One of the biggest questions is whether the remainder of the previously announced Marvel Television projects—such as the live-action Helstrom and the animated Tigra & Dazzler, M.O.D.O.K. and Howard the Duck series, would be cancelled. “The decision has been made to complete Marvel TV projects that are currently in production, but not continue with any further development,” is Marvel’s statement on the matter.

Also, rather surprisingly, Marvel Television head Jeph Loeb will remain in charge through the transition, with plans to finally take his long-announced departure in 2020. Unfortunately, some of the current Marvel TV staff is also expected to be laid off as the department transitions.

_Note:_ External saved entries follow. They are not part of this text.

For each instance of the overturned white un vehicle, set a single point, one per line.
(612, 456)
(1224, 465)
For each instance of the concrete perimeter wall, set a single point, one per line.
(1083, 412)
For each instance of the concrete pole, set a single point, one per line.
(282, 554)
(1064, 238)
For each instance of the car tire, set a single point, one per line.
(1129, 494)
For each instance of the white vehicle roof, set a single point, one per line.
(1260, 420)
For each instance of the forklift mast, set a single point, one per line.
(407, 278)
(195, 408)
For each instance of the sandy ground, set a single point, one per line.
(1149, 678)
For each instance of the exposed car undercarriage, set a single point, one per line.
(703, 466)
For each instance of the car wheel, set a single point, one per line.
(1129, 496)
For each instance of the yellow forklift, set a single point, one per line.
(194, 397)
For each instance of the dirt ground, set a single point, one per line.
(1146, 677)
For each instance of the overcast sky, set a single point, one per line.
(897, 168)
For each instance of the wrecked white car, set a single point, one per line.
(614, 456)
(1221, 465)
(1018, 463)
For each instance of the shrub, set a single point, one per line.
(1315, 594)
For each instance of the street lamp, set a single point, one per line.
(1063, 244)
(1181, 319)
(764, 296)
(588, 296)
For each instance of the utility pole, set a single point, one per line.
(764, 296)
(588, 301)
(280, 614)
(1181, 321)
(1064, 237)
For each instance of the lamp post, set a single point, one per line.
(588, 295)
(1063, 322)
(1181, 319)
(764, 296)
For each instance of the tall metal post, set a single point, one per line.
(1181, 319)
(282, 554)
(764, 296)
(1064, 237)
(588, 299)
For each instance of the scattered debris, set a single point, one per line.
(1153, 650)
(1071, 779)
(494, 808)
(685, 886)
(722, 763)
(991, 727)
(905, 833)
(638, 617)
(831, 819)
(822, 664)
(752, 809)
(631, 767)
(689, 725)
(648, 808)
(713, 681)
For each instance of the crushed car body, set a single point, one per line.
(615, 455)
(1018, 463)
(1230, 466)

The biggest question fans have is how will this change affect the planned series for Hulu? Will they be integrated into the Marvel Cinematic Universe like the planned Disney+ series will be, or will they be allowed to exist separate from the main universe? Perhaps they will take place in alternate dimensions of the expanding Marvel Multiverse that Feige has in mind for the MCU?

There are pros and cons to both approaches. If Feige hopes to integrate all these new series into the MCU Multiverse, there will be plenty for fans to watch and re-watch as they discover all the interconnected aspects of the shows with the Disney+ shows and the MCU movies. This also creates a unified vision of all things Marvel, and characters and stories can be shared between the projects to make sure nothing disappoints. Plus, the probable continued great financial success of the movies can support the budgets of the series being produced for television streaming. Further, if one show proves a particular hit on television, it would be able to make the transition to the big screen of the MCU more smoothly.

If Feige decides that these shows, particularly the ones on Hulu, should have their own distinct identities, and not necessarily be tied to the MCU proper, it allows for greater diversity. It also presents greater risk, if the vision of one show diverges from the MCU so radically that it can’t support or be supported by the financially successful MCU. But if a divergent show turns out to be a major hit, it could also be brought to the big screen and explored as an entirely new approach to the Marvel Cinematic Universe. It might even open up a new aspect of the Marvel Multiverse never thought of or explored before. This creates tremendous possibilities, including down the line a possible reboot of many of the established MCU heroes in a new, fresh and exciting way. In other words, maybe Tony Stark as Iron Man could come back, only this time he’d be different (and played by an actor other than Robert Downey Jr.).

Whether Feige unifies all the television shows to fit into his overall vision of the MCU or allows each show to break new ground and be as different and variable as it can be, the best outcome of this difficult transition will be quality control. Many of Marvel TV’s previous projects have gone out to different companies, from ABC to Netflix to Freeform to various other outlets.  Sometimes budgets on these projects have resulted in varying quality of said shows, to their detriment. Under one banner, this quality control can be tighter. Whether a show ends up on Hulu or Disney+, it will likely be made with equal investment and organization. This means that it won’t be the budgets or other production factors, but simply the quality of the characters and stories that generate the success of each show.

It will be interesting, as we enter 2020, to see how this integration is handled as we look forward to over a half dozen new Marvel shows on Hulu and Disney+.